Matt Kingswood of ITS UK examines the challenges and opportunities around this new style of IT service delivery

A recent survey by Gartner found that 45 per cent of CIOs currently use a bimodal IT service management strategy. This method of service delivery allows IT teams to split their focus into two separate, coherent modes: stability and agility. The first mode involves the operational side of IT, in which the team focuses on the safety and reliability of an organisation’s IT environment. This includes daily tasks such as troubleshooting issues and helpdesk functions. The second mode, which is the crux of bimodal IT, is centred on innovation and allows the IT team to experiment and identify new ways of using technology to meet the fast-evolving demands of the business.

By 2017, Gartner predicts that 75 per cent of organisations will have implemented bimodal IT strategies. Why the sudden interest in this new approach to IT service delivery?

In short, by separating IT functions, businesses are able to continually adapt to rapid business growth, develop products and services driven by new technologies, and identify different applications of current technologies.

Bimodal IT challenges
For mid-market businesses, which typically have limited IT staff, ensuring that technology keeps pace with business demands is a challenge. Many CIOs may feel that their IT spending is weighted too heavily toward the maintenance side of IT, leaving little room for new projects.

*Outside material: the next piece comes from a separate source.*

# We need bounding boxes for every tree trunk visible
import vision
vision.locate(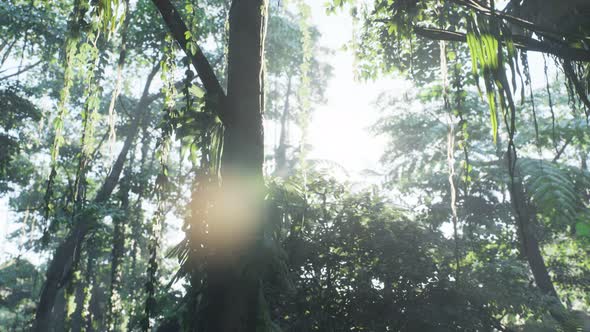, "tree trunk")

The trouble is that, if IT staff are too consumed with troubleshooting and helpdesk issues and do not have the time to accommodate new developments, users tend to resort to shadow IT. As other business units take it upon themselves to implement IT solutions that meet their specific needs, the IT team’s role of maintaining the organisation’s infrastructure is threatened, as they are not able to support new technologies they are not aware are being used internally.

Innovation plays a key role in advancing business, but organisations cannot afford for their service delivery times to suffer. A business that outsources helpdesk, for instance, needs to ensure that who they are partnering with is equipped to quickly and efficiently troubleshoot issues. Otherwise the organisation’s ability to continue business as usual is inhibited, which could compromise future progress.

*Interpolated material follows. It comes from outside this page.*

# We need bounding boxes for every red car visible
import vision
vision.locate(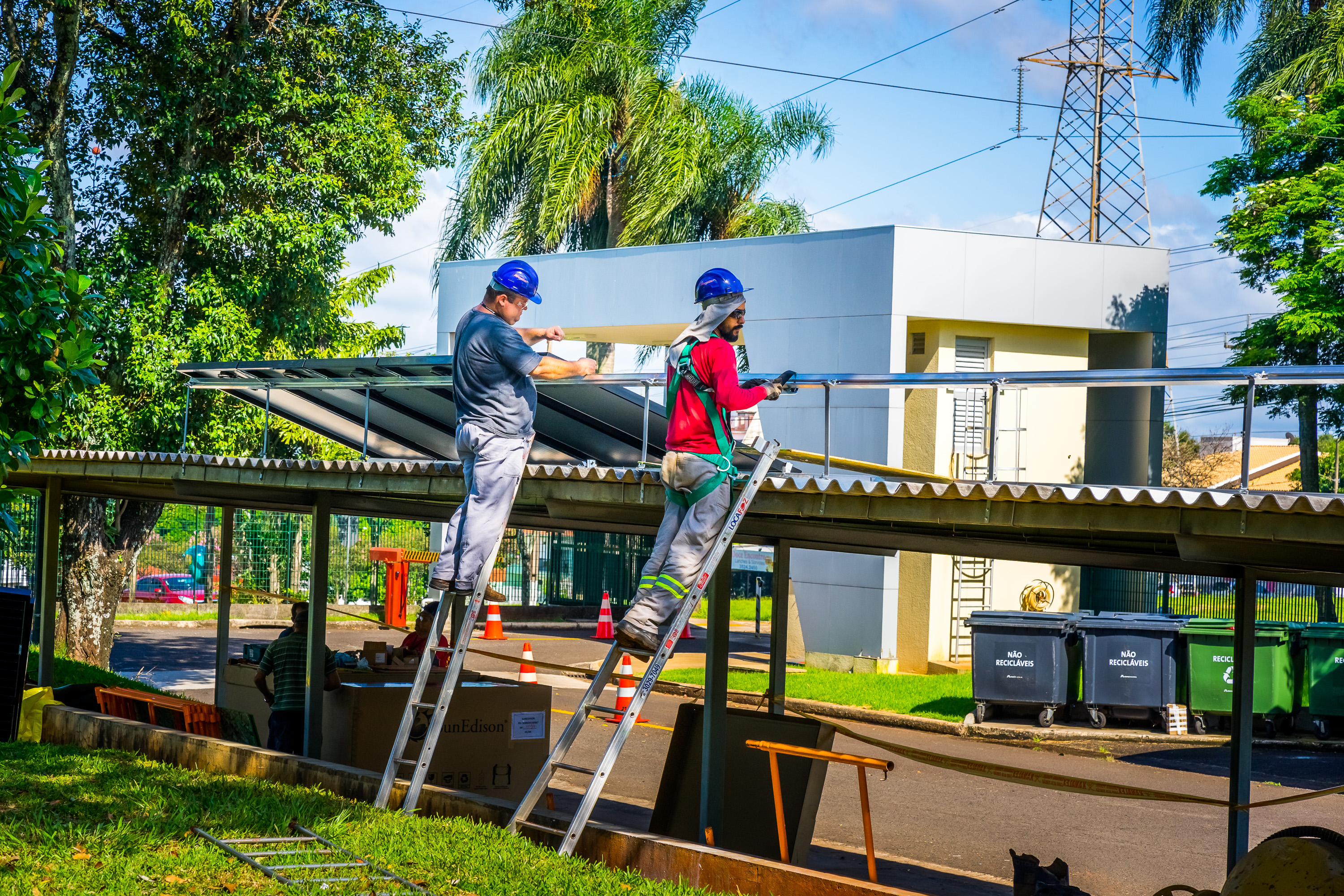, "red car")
[121,575,206,603]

How businesses are achieving bimodal IT
To adopt a bimodal IT service delivery strategy that allows IT to take a more holistic role in the business, some organisations are choosing to outsource basic IT functions such as helpdesk. Gartner believes that with the changes in the nature of IT sourcing, smaller IT suppliers will be able to respond quickly to requirements, while also scaling solutions more quickly by utilising cloud capabilities.

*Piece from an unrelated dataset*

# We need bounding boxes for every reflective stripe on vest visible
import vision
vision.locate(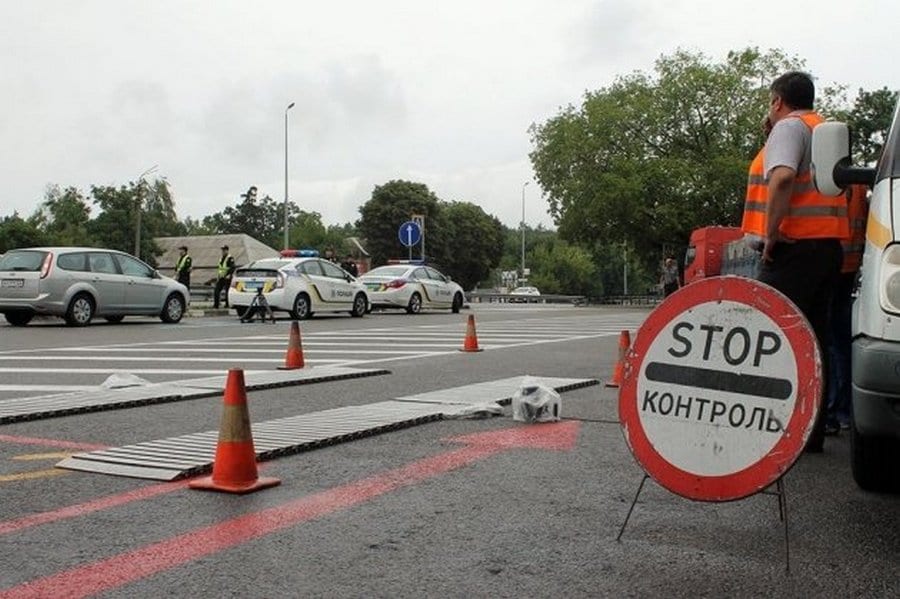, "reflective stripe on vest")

By outsourcing IT functions to a managed service provider (MSP), internal staff are then free to invest more time in IT innovation, perhaps even developing their own skunkworks that allows the business to remain agile in a competitive marketplace.

Although it might not be feasible for a mid-market business to implement a bimodal IT strategy with dedicated internal staff, that does not mean innovation is out of the question. Outsourcing basic maintenance functions such as helpdesk can help the business prioritise progress.